Bernard Frank aura admirablement « raté » sa vie. Ce n’est pas une chose si aisée pour un écrivain qui avait la patte d’un écorché et un fond lancinant de mélancolie. Faut-il du génie pour bousiller une oeuvre, gaspiller son temps dans des mondanités et crécher chez l’habitant ? Le riche habitant de préférence, ce garçon n’étant pas complètement inconscient, il tenait à son petit confort.
Comme tous les surdoués, Frank avait démarré sa carrière littéraire sur un succès d’estime à un âge où l’on devrait plutôt potasser son droit, sa philo ou son histoire sur les bancs d’une triste université. Sa géographie universelle avait amusé : il y avait là un ton, une humeur et un style. Le milieu frémissait d’avoir trouvé sa nouvelle coqueluche. Repéré puis choyé, il avait même écrit dans Les Temps Modernes de Sartre. Un vrai sacre. C’était écrit, Frank obtiendrait le Goncourt avant 1960. Histoire de le faire patienter, on lui filerait l’Interallié, puis il nous produirait un joli roman dans l’air du temps chaque année et un chef d’œuvre tous les cinq ans.
Mais pour cela, il fallait être bien sage et obstiné, deux qualités dont Frank était malheureusement dépourvu. Les existentialistes, qui se déplaçaient alors en bande comme les maquereaux, ne lui pardonnèrent pas son roman Les rats. Ils s’étaient reconnus dans ces nuisibles rongeurs. Jean Cau, le secrétaire garde-chiourme de Sartre, avait été dépêché pour mater ce quartier-maître félon. Ce garçon manquait de respect et de savoir-vivre : on l’avait fait entrer dans la belle famille sartrienne et il vous crachait à la figure. Il allait payer son infamie. Pour qui se prenait-il ? Quand on a la chance d’avoir tonton Jean-Paul et tata Simone comme parents en littérature, on ne rue pas dans les brancards. Mais Frank n’avait pas le sens de la hiérarchie militaire et les oukases des amants du Flore l’indisposaient.

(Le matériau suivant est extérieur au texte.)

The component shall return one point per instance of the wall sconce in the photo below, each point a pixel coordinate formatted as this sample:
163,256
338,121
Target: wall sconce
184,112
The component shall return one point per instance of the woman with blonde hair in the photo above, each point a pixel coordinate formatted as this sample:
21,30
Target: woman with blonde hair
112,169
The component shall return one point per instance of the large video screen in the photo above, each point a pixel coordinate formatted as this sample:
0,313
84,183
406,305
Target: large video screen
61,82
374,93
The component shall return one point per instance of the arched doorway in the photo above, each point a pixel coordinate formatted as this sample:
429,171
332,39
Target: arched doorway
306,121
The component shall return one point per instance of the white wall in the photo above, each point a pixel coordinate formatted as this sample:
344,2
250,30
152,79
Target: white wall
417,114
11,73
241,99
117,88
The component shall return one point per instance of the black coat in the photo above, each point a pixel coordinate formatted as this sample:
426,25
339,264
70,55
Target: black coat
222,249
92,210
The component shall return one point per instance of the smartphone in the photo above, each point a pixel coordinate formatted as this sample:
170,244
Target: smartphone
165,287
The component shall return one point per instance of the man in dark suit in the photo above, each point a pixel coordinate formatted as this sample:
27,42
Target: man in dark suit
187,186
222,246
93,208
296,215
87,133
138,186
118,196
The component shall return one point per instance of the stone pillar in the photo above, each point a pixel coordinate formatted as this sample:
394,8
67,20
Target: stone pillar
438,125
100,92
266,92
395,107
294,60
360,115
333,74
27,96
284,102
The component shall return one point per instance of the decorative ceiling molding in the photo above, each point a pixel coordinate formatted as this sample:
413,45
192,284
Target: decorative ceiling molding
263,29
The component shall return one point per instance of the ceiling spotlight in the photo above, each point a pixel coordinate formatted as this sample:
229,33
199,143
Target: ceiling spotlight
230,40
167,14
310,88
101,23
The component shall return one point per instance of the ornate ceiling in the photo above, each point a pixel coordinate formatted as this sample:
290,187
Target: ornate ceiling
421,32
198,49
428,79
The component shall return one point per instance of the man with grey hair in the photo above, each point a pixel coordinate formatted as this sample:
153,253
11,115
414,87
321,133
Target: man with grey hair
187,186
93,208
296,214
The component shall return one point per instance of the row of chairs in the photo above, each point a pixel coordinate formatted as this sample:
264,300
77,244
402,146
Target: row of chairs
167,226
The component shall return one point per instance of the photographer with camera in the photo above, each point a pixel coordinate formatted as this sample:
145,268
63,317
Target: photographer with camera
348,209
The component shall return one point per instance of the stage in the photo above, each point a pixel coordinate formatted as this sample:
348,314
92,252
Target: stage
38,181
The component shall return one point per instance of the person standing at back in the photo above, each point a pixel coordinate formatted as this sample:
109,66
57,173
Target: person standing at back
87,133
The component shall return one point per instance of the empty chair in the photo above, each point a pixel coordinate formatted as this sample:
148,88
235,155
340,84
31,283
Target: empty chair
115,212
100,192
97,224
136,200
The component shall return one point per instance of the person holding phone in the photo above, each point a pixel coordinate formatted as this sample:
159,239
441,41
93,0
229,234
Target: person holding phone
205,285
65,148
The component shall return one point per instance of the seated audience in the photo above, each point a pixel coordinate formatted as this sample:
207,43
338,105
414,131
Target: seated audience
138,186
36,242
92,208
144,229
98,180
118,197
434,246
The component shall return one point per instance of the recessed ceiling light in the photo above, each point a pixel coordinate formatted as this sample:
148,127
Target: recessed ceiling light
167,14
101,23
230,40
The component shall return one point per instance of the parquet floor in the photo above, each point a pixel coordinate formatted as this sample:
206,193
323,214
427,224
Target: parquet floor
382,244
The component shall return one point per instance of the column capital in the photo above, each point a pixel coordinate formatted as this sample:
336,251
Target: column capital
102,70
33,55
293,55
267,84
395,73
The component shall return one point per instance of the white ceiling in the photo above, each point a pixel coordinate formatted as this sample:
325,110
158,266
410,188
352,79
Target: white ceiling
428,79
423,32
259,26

Spadassin esseulé des lettres, il mûrissait sa rancœur. Après s’être moqué des écrivains dits de Droite, ces fameux Hussards sortis de son imagination, ceux dits de Gauche se mettaient à le détester. Carton plein à St Germain ! Strike à la NRF ! Frank pouvait enfin se lancer dans la littérature, la vraie. Au lieu de cela, son caractère épidermique l’a poussé à répliquer. Grasset dans sa collection Les Cahiers Rouges republie cet hiver Le dernier des mohicans, la réponse de Frank au picador Cau. Ce recueil réunit quatre textes écrits en 53, 54, 55 et 56. Les trois premiers (Nos critiques, Contre Cau et Les Mandarins) n’ont que l’intérêt historique de nous replacer dans le contexte des luttes de pouvoir qui secouaient le monde de l’édition de l’Après Guerre. Une polémique, à vrai dire, assez pathétique où se mêlent attaques personnelles et considérations poussives qui donnent parfois la nausée.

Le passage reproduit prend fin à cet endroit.